I don’t set the unique ID. Documentation claims that it is set from
the hostname. They will surely be unique, or the whole world would
blow up. How can I check the actual unique ID being used? The kernel
reports a blank one, but I think that just means to use the hostname.
We could obviously set a unique one if that would be useful.
On Apr 13, 2021, at 11:35 AM, Benjamin Coddington
<bcodding@xxxxxxxxxx> wrote:
It would be interesting to know why your clients are failing to
reclaim their locks. Something is misconfigured. What server are
you using, and is there anything fancy on the server-side (like HA)?
Is it possible that you have clients with the same nfs4_unique_id?
Ben
On 13 Apr 2021, at 11:17, hedrick@xxxxxxxxxxx wrote:
many, though not all, of the problems are “lock reclaim failed”.
On Apr 13, 2021, at 10:52 AM, Patrick Goetz
<pgoetz@xxxxxxxxxxxxxxx> wrote:
I use NFS 4.2 with Ubuntu 18/20 workstations and Ubuntu 18/20
servers and haven't had any problems.
Check your configuration files; the last time I experienced
something like this it's because I inadvertently used the same fsid
on two different exports. Also recommend exporting top level
directories only. Bind mount everything you want to export into
/srv/nfs and only export those directories. According to Bruce F.
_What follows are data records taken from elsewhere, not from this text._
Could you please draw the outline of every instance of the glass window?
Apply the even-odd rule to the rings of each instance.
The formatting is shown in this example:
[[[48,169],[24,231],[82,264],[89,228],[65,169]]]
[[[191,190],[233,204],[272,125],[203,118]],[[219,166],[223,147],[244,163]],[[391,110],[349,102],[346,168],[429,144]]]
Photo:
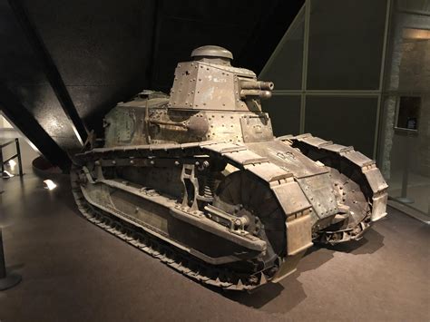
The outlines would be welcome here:
[[[386,1],[311,2],[309,90],[377,90]]]
[[[401,96],[397,108],[396,128],[401,130],[416,131],[421,97]]]
[[[305,132],[373,157],[377,97],[308,96]]]
[[[301,89],[304,25],[303,7],[259,74],[259,79],[273,82],[275,90]]]
[[[274,95],[262,101],[269,112],[275,136],[298,134],[300,129],[300,95]]]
this doesn't buy you any security (I still don't understand why),
but it makes for a cleaner system configuration.
On 4/13/21 9:33 AM, hedrick@xxxxxxxxxxx wrote:
I am in charge of a large computer science dept computing
infrastructure. We have a variety of student and develo9pment
users. If there are problems we’ll see them.
We use an Ubuntu 20 server, with NVMe storage.
I’ve just had to move Centos 7 and Ubuntu 18 to use NFS 4.0. We
had hangs with NFS 4.1 and 4.2. Files would appear to be locked,
although eventually the lock would time out. It’s too soon to be
sure that moving back to NFS 4.0 will fix it. Next is either NFS 3
or disabling delegations on the server.
Are there known versions of NFS that are safe to use in production
for various kernel versions? The one we’re most interested in is
Ubuntu 20, which can be anything from 5.4 to 5.8.